And the ride continues! Yours too, I am sure. With each new day comes new insights, and with each insight a new learning, and with each learning an inspiration, and with each inspiration acted on, a new chapter unfolds. If the chain is unbroken, one can move from new day dawning to transformational change very quickly. Few of us do it that way though. We think. Way too much.
Thinking is great for tangible problem-solving, but life doesn’t usually follow such logic.
“You cannot solve a problem from the same consciousness that created it. You must learn to see the world anew.”
Einstein. How right he was.
And that is the hallmark of transformation, is it not? Seeing the world anew… and putting judgment, interpretations, biases, and the like, aside long enough to allow seeing it anew. When you see the world anew, your reality is changed. When your reality is changed, you are transformed. Plain and simple.
How many of us, in the midst of transition, long for or even try hard to put things back they way they were? “When I get back to my old self, everything will be okay!” But that’s not the point, is it? Do you really believe that the Universe, God, your Higher Self would put you through the ringer just so you could get back to the way things were? Why?
For transition to lead to transformation, you must let go of the old and trust that what is on it’s way to becoming is so much more than what is left behind. You must understand that the uncertainly, darkness, pain – whatever your experience – is worth so much more to you if you endure it and learn from it and find the inspiration in it, than if you were to circumvent it.
The first step in transformation is An Ending. Of something. Anything. Endings happen all the time in our lives. They throw us into transition. And if and anding is important enough to you, a transformational process begins.
The second step in transformation is really more a place than a step. It has been called The Neutral Zone. I wrote my dissertation on it. It’s part release and part hell. No need to mince words. It is often experienced as a dark place, with the light at then end of the tunnel elusive indeed. But the light does exist, and no one can go there with you to help you find it. It’s about moving along to the tune of the inspirations that come, putting the “rational” mind and its fears aside. It’s about trudging along fueled by the knowing that the point is to walk forward rather than to try to put things back the way they were.
And the third step in transformation is A New Beginning. Oftentimes one finds that in this new place they have indeed returned to old things… but in a new way. As a new person. Transformed. A teacher may become a seminar leader or a writer. An Olympian may become a trainer. An immigration clerk might find themselves using their skills to teach ESL. Returning to old things in a new way is the hallmark of successful transformation. The problem has been solved… with a higher level of consciousness than created it. With a consciousness borne of the transformation process.

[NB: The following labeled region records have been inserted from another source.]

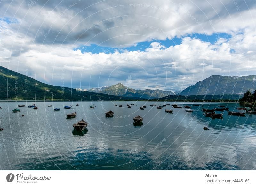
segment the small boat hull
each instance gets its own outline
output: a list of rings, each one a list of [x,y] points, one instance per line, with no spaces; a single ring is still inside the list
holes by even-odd
[[[73,126],[75,130],[78,131],[79,131],[83,130],[85,129],[88,125],[88,123],[82,119],[82,120],[81,121],[73,124]]]
[[[105,114],[106,114],[106,117],[113,117],[114,115],[114,112],[111,110],[109,111]]]
[[[165,109],[165,110],[164,111],[164,112],[167,113],[172,113],[172,112],[173,112],[173,110],[171,110]]]
[[[245,112],[230,112],[229,111],[227,111],[229,115],[237,115],[238,116],[245,116]]]
[[[223,114],[216,114],[214,113],[205,112],[204,114],[206,117],[210,117],[213,118],[220,119],[222,117],[223,115]]]
[[[66,114],[66,115],[67,116],[67,117],[68,118],[75,117],[76,116],[76,113],[74,112],[73,113],[71,113],[71,114]]]

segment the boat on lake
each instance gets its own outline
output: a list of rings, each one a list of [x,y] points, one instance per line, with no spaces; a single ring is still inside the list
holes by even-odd
[[[252,109],[251,107],[237,107],[237,109],[238,110],[250,110]]]
[[[213,112],[215,111],[214,109],[208,109],[208,108],[202,108],[202,110],[203,112]]]
[[[25,107],[25,105],[18,105],[18,107]]]
[[[256,114],[256,112],[255,111],[250,111],[246,110],[246,112],[249,114]]]
[[[134,122],[136,123],[141,122],[143,120],[143,118],[139,115],[133,118],[133,119]]]
[[[181,106],[172,106],[173,108],[182,108]]]
[[[245,112],[230,112],[230,111],[227,111],[229,115],[238,115],[239,116],[245,116]]]
[[[112,117],[114,115],[114,112],[113,111],[111,111],[111,110],[105,114],[106,114],[106,116],[107,117]]]
[[[18,108],[15,108],[12,110],[12,112],[20,112],[20,110]]]
[[[81,131],[86,129],[88,125],[88,123],[82,119],[81,121],[79,121],[73,124],[73,127],[76,130]]]
[[[217,114],[215,112],[205,112],[204,113],[206,117],[210,117],[212,118],[221,118],[223,115],[223,114]]]
[[[225,110],[224,108],[214,108],[214,109],[217,111],[224,111]]]
[[[75,112],[73,113],[66,114],[66,115],[67,116],[67,117],[68,118],[75,117],[76,115],[76,113]]]
[[[167,110],[167,109],[165,109],[164,112],[167,112],[168,113],[172,113],[172,112],[173,112],[173,110]]]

There is nothing easy about transformation, but with certainty you will experience transitions that are intended to bring the opportunity for transformation upon you. It is the way of life. Things end. They always will. But with each ending comes not a need to feel powerful and to conquer and overcome it, but a chance to embrace it, to be proactive, to be empowered, and to come through it a changed person in ways that you will be thankful for having endured it. A new beginning. That is always a possible outcome; indeed it is the intended outcome. I believe that endings and transitions exist for no other purpose than to offer transformation.
Why not choose it?
As for me, I have returned to my full time coaching, writing, and playing practice. Changed? Absolutely. Doing it in a new way? You bet! The happier for the experiences that have led me back here? Wouldn’t trade them for any other. And as is always the case in the perfect unfoldings of Divine Order, not a moment too soon… or too late.